The drama began when two young school boys threw a stone into a swarm of bees hanging from a tree branch. This is apparently a common ‘little boy’ thing to do: throw the stone into the hanging, quivering mass of bees and then run like crazy. What the school boys didn’t know was that two younger children, aged 5 and 7 were coming down the same path and walked straight into the swarm of bees as it fell off the branch. In a second thousands of bees were all over the little girl and boy: stinging them on their heads, faces, necks, arms, legs and even on their little bare feet.

 

The screams of the two children alerted a man going to round up his cows and bring them back to the kraal for the night. The cattle ran past him, eyes rolling wildly, tails straight out as if the devil were on their hooves. The screams led the man to the children. The grass was long and the bush scratchy and both children were lying on the ground, covered in bees. The man reached the screaming girl first, he scooped her up into his arms and ran, out of range of the angry bees. One child safe he turned and went back. Two other adults had come by then, a young man and an old woman but both had been unable to rescue the little boy as the bees mobbed them and they couldn’t get close to the child.

 

The little boy was on the ground, his screams had stopped and he was very still when the rescuer went back the second time. The man’s hat fell off as he bent to lift up the little boy and hundreds of bees attacked him on his head, face and arms. He was determined and didn’t give up, carrying the unconscious child in his arms, not sure if the boy was even still alive, to the safety of a nearby homestead. All five victims, three adults and two children, needed urgent medical attention: eyes were swollen closed, lips, ears, cheeks, necks, arms were covered in hundreds of stings: nowhere had been spared and still the little boy hadn’t regained consciousness. 

 

Someone in the village had a car and they all went to the nearest government clinic . A nurse  came out and said she had nothing to treat the five victims: no pain killers, no anti inflammatories, no anti histamine, not even any simple pain killers. She offered to write a note to take to the hospital. “We don’t want your letter we need help” the man said and they left for the nearest hospital, 15 km away, a big provincial facility serving many towns and villages around the district. 

 

By then it was dark, 6.30 pm, and there was a power cut; there hadn’t been electricity for over 13 hours; it’s like this at least three times a week in many towns in Zimbabwe. By the light of a single candle the nurses looked at the five patients. All were grotesquely swollen; the little boy was still not conscious, some were dizzy and had blurred, double vision. The nurses said they had no medication at all to treat the casualties; a prescription was written, 10 vials of hydrocortisone were needed. The patients must go and source the injections themselves in town the nurses said, leaving them sitting in the dark.  

 

Two of the five went out again into the darkness; they had no money, were in shock and pain and needed US$ 30 to buy the medication, not to mention fuel for the car that was already running on empty. In less than an hour, someone had helped, the medication was bought and then they waited at the hospital until the electricity came back at 10.30pm when at last the injections were given. Four day later the little boy’s Gogo used a crochet hook to pull a dead bee out her grandson’s ear; until then it had been too swollen to see into.
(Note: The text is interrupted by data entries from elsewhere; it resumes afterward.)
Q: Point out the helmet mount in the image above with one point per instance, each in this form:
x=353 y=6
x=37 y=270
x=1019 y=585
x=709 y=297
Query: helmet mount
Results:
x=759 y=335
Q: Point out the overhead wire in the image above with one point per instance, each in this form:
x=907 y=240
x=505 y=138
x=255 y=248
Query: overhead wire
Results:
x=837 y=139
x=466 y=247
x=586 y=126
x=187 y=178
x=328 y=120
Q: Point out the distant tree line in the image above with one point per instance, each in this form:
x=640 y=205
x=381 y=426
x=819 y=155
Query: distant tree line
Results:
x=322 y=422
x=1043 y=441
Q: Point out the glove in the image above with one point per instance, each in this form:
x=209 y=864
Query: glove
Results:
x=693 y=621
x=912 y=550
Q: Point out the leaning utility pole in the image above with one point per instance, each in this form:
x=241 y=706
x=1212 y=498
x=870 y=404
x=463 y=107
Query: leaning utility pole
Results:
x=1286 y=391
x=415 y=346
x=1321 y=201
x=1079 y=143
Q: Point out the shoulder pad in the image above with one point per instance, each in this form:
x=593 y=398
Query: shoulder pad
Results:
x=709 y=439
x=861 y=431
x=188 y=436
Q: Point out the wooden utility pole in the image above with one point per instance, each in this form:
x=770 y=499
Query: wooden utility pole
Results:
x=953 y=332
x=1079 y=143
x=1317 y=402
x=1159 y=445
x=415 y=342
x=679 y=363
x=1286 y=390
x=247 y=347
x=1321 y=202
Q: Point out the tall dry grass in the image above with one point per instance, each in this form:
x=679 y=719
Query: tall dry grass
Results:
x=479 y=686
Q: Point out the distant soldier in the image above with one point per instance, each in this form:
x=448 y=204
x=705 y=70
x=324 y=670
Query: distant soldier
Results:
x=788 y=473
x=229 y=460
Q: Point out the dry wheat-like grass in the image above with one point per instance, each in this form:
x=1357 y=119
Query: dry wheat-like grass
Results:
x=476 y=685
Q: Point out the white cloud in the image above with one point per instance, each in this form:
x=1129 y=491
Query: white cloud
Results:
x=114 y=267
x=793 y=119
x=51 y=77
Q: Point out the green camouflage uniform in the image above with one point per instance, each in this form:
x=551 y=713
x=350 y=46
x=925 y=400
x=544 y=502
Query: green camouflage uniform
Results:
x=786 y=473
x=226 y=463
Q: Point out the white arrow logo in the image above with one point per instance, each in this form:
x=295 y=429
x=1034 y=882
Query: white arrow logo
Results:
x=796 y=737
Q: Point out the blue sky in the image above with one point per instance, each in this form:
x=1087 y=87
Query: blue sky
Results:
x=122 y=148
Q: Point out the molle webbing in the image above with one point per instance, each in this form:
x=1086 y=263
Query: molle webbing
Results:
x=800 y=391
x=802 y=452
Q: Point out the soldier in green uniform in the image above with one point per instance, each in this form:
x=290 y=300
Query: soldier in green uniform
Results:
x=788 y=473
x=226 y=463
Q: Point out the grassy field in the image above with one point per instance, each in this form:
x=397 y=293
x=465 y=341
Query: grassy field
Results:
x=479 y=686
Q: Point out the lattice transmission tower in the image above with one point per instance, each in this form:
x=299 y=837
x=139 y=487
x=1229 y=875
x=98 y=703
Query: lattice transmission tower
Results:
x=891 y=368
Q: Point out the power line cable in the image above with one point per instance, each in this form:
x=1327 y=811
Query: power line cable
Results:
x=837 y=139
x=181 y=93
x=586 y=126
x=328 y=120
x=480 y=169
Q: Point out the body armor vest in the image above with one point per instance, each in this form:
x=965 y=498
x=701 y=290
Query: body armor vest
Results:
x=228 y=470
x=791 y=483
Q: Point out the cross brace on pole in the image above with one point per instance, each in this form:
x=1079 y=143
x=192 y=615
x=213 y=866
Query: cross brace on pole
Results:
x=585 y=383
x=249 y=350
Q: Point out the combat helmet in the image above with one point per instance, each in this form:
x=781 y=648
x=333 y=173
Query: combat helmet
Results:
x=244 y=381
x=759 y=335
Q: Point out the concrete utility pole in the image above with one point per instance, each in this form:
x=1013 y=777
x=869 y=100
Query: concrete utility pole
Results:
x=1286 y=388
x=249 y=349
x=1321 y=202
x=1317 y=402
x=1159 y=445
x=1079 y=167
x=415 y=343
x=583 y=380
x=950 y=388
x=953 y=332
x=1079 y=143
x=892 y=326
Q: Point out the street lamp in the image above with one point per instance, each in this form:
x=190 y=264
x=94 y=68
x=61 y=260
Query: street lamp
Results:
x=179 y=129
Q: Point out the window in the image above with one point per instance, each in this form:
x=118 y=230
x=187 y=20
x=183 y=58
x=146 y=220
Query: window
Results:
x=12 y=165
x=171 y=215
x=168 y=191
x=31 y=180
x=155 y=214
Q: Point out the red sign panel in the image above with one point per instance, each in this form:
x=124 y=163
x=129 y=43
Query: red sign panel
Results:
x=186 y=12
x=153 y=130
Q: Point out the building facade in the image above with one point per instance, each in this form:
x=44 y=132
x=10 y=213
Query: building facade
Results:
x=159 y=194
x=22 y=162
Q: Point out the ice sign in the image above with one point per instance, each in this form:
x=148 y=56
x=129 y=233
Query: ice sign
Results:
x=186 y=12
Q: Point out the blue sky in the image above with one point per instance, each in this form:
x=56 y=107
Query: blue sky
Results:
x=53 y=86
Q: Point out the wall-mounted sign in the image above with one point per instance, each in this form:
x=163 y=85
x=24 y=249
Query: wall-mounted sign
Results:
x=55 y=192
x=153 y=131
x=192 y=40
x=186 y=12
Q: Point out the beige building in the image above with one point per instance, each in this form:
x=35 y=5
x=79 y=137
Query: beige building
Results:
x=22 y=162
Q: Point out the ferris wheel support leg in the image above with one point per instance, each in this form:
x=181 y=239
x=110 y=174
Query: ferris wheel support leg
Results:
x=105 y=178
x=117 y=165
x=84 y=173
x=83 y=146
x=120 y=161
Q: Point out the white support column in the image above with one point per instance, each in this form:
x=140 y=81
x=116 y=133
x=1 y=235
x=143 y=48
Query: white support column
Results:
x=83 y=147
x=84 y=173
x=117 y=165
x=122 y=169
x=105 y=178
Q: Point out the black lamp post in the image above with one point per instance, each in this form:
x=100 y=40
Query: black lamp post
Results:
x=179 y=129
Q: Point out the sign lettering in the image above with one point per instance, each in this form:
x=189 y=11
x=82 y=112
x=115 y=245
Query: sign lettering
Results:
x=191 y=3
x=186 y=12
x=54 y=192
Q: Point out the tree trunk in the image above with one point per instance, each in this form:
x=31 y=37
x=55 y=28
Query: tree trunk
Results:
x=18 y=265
The child’s face and head was still swollen he was still having nightmares about bees , but he was alive. 

 

Five days later in his State of the Nation address, President Mugabe said Zimbabwe’s health sector was growing thanks to help from the Chinese: new dental and renal units were planned and  53 new rural health centres were being built. I couldn’t bear to listen to more as I wondered if they too would be useless, empty buildings where you can’t even get an anti histamine or paracetemol? Where you have to go out and buy your own injections, even in life threatening emergencies; where there aren’t even solar lights for nurses and doctors to see with?